His voice had become leaden. His tension was contained there, in these photographs.
He began a gesture to stop Ophelia, but she was already making straight for the cabinet. He had taken infinite care to extract the file without disturbing, by even a millimeter, those beside it. Ophelia was incapable of doing this. She emptied the shelves, one after the other, scattering half of the files on the way, under Thorn’s frozen gaze.
She absolutely had to see for herself how things were for the other subjects of the observatory.
Each photograph had a shadow, but it was thinner among the powerless (as specified in their files), and only separated from the body among the inverts on the alternative program. It differed from one individual to another—more extensive around the ears of this person, around the chest of that one, around the throat of another one. Why these differences? Why was Ophelia’s shadow concentrated around the hands?

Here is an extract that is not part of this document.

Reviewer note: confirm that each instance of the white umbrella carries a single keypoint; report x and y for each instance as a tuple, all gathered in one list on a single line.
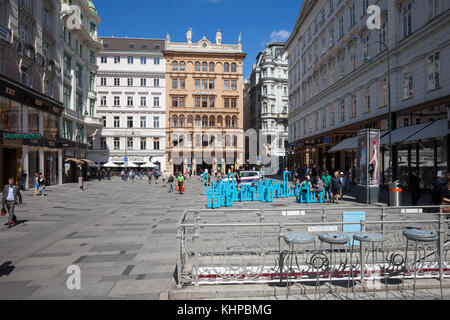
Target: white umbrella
[(148, 165)]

“These shadows reflect our family powers,” she said, finally understanding. “That’s why my Animism and my claws are disordered. Because of the separation.”
“That’s not all,” said Thorn, who, file after file, shelf after shelf, was trying to restore order where she had created chaos. “The Deviations Observatory holds a whole arsenal of measuring instruments, more or less concealed, in order to count the echoes. Not only those perceptible to eye and ear, but also, and especially, those that elude our senses. I studied these statistics closely.”
Between tidying two files, Thorn handed Ophelia a piece of paper, traced with his compact, nervy handwriting. It featured mainly graphs, drawn with precision.
“First notable fact: the echoes have multiplied since the collapse of the northwestern district.”
Ophelia nodded. Yes, she had realized that.